Seppur con sfumature diverse, tutti hanno sottolineato la forte responsabilità dei media occidentali nella costruzione del “nemico arabo”, come se tutti i musulmani fossero kamikaze pronti ad esplodere. Sappiamo bene che non è così e soprattutto, come ricordato da Tareq Al Swaidan e difficilmente detto dai media mainstream, la questione del terrorismo, di come comprenderne le cause e trovare soluzioni per prevenirlo, riguarda anche il mondo arabo, non solo i paladini dell’Ovest. Non c’è dubbio che l’Altro di cui abbiamo così tanta paura ci conosce in maniera molto più complessa di quanto noi presumiamo di conoscerlo.
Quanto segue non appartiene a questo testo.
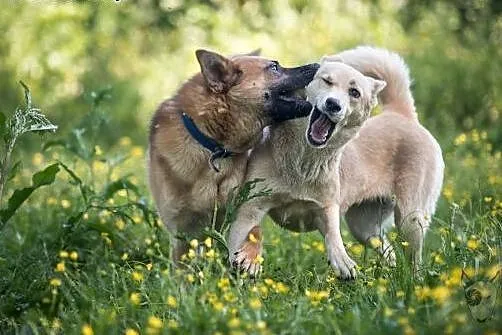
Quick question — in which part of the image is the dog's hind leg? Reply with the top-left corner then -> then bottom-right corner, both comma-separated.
345,197 -> 396,266
394,195 -> 431,274
319,204 -> 357,279
228,199 -> 268,277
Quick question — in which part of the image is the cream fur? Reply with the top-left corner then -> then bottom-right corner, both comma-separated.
229,47 -> 444,278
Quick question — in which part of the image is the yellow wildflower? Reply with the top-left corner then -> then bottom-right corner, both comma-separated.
70,251 -> 78,262
31,152 -> 44,166
190,238 -> 199,249
115,219 -> 125,230
430,286 -> 450,305
467,239 -> 479,251
389,231 -> 397,241
119,136 -> 132,147
46,197 -> 58,205
253,255 -> 265,264
124,328 -> 139,335
206,249 -> 216,259
49,278 -> 61,286
167,319 -> 179,329
249,298 -> 262,310
213,301 -> 225,312
275,282 -> 289,294
305,290 -> 329,306
56,262 -> 65,272
131,271 -> 145,283
228,318 -> 241,328
52,318 -> 62,329
131,145 -> 144,157
204,237 -> 213,248
248,233 -> 258,243
167,295 -> 178,308
369,236 -> 382,249
129,292 -> 141,305
349,243 -> 364,257
256,320 -> 267,330
188,249 -> 197,259
453,133 -> 467,146
82,324 -> 94,335
383,307 -> 394,318
148,315 -> 164,329
217,278 -> 230,291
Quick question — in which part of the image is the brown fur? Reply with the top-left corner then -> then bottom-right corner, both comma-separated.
148,50 -> 317,259
229,47 -> 444,278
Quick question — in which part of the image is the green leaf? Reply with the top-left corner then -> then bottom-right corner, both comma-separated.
0,163 -> 59,223
7,161 -> 23,181
42,140 -> 66,151
103,178 -> 140,199
0,112 -> 7,138
19,80 -> 31,108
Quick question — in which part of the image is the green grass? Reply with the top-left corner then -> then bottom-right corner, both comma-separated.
0,129 -> 502,334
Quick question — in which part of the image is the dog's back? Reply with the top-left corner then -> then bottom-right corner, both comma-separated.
335,47 -> 444,272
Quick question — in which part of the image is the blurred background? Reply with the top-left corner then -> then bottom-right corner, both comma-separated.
0,0 -> 502,148
0,0 -> 502,334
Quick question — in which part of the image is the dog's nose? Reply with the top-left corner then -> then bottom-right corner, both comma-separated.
324,98 -> 342,113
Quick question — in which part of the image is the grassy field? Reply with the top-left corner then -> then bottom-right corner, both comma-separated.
0,0 -> 502,335
0,87 -> 502,335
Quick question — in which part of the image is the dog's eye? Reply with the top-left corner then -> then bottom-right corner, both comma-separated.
349,87 -> 361,99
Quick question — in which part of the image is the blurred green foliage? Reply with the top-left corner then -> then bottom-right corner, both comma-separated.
0,0 -> 502,152
0,0 -> 502,334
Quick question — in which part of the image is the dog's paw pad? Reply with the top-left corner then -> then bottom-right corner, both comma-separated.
231,241 -> 263,277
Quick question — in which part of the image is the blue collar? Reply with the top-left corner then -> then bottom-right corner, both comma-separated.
181,112 -> 234,172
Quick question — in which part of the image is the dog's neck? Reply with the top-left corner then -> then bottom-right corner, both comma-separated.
179,85 -> 266,153
271,118 -> 360,184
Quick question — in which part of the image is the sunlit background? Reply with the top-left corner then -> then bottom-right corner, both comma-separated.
0,0 -> 502,335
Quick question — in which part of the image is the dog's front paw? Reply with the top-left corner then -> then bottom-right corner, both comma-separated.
230,227 -> 263,277
328,250 -> 357,279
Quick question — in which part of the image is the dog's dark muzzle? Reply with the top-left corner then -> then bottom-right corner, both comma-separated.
266,63 -> 319,122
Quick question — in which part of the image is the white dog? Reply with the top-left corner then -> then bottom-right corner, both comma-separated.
229,47 -> 444,278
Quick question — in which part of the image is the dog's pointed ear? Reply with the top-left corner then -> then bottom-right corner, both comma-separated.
195,49 -> 242,93
321,55 -> 343,65
368,77 -> 387,95
244,48 -> 261,56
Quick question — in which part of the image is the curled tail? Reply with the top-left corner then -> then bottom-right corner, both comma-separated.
327,46 -> 417,119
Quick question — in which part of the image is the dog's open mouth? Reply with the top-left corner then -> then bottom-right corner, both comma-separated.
307,107 -> 336,147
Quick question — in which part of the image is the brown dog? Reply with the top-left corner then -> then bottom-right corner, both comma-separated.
148,50 -> 319,260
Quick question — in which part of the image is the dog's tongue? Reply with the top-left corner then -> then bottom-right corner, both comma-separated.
310,114 -> 331,142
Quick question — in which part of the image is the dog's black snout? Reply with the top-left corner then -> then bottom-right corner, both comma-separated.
324,98 -> 342,113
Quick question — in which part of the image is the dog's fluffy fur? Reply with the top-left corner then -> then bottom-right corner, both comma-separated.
148,50 -> 318,260
229,47 -> 444,278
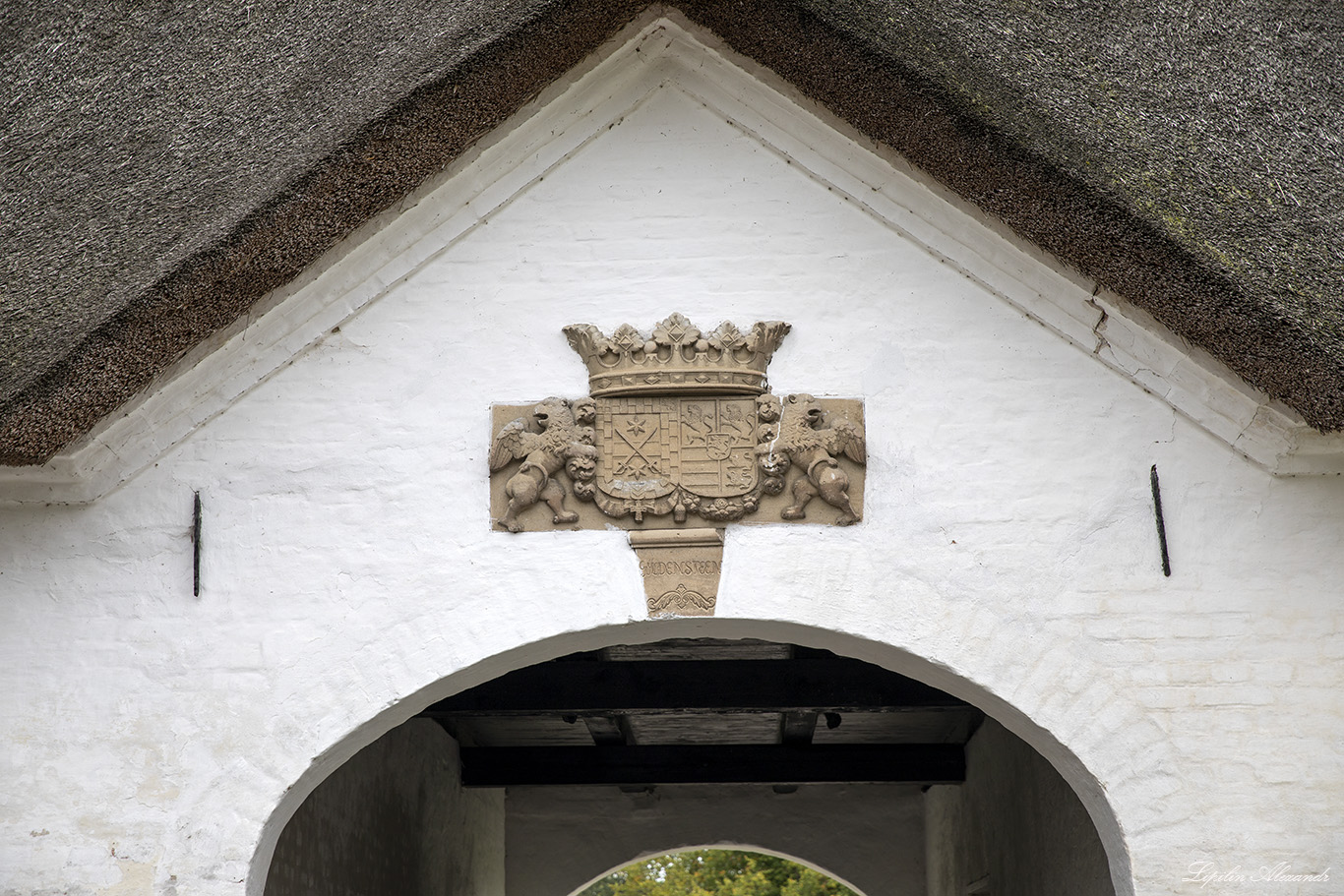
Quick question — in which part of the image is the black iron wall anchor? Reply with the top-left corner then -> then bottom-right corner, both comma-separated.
1148,463 -> 1172,576
191,492 -> 201,598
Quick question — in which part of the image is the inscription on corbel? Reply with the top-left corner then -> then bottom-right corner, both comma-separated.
631,529 -> 723,618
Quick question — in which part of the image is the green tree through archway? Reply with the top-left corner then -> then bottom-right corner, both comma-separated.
578,849 -> 859,896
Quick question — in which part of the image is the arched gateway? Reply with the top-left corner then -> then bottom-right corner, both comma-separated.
249,628 -> 1133,896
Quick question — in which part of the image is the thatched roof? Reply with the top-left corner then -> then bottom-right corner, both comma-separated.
0,0 -> 1344,463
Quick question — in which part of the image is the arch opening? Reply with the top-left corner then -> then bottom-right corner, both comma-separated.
249,621 -> 1128,896
570,845 -> 867,896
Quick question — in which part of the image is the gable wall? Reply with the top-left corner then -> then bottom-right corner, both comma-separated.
0,19 -> 1344,895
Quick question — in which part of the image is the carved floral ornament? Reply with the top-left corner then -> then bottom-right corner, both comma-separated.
489,315 -> 866,532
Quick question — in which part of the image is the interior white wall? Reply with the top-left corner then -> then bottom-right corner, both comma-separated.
266,719 -> 504,896
506,785 -> 925,896
0,19 -> 1344,896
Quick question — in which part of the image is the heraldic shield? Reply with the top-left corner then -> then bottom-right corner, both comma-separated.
489,315 -> 866,531
595,396 -> 761,518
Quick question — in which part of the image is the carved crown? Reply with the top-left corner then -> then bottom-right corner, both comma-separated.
565,315 -> 790,397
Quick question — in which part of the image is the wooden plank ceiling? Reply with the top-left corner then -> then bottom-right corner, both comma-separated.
421,638 -> 984,787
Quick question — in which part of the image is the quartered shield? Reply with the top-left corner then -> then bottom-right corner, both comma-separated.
597,396 -> 760,501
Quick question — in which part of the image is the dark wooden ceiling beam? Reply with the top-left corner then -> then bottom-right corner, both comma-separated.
779,712 -> 818,745
461,745 -> 966,787
422,658 -> 970,717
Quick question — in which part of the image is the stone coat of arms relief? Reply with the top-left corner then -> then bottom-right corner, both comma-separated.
489,315 -> 866,616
Dalla selezione di programmi e spot pubblicitari, per noi inediti, che è stato possibile vedere nel corso dell’iniziativa, è emerso fortemente il tema dell’Occidente, delle sue culture, delle sue politiche. Un Occidente non scevro da pregiudizi, ma sicuramente preso a modello, in particolar modo nella vastissima produzione televisiva che è fruibile da milioni di persone. Infatti, come spiega Della Ratta, la differenza enorme tra i media arabi e quelli nostrani è “innanzitutto in termini economici, perché non esiste il mercato come lo concepiamo noi, c’è una offerta estremamente numerosa e diversificata ma non c’è un modello di sostenibilità economica. Questo crea una forte dismisura del valore potenziale di questi media, che parlano la stessa lingua in 22 paesi, con oltre 400 canali satellitari gratuiti. Da noi esiste la politica pubblicitaria, influenzata dall’auditel e dai target di riferimento, invece nei media arabi gli inserzionisti vanno dove vogliono andare, in maniera totalmente random”.
Najdat Anzour nel suo intervento ha anche evidenziato l’importanza rivestita dalla politica nei palinsesti arabi e parlando del suo lavoro ha ricordato l’importanza di informare le nuove generazioni, dare risalto alla causa palestinese o a quella irachena non solo per denunciare l’occupazione militare degli eserciti occidentali ma anche per far vedere quello che avviene quotidianamente in quei luoghi.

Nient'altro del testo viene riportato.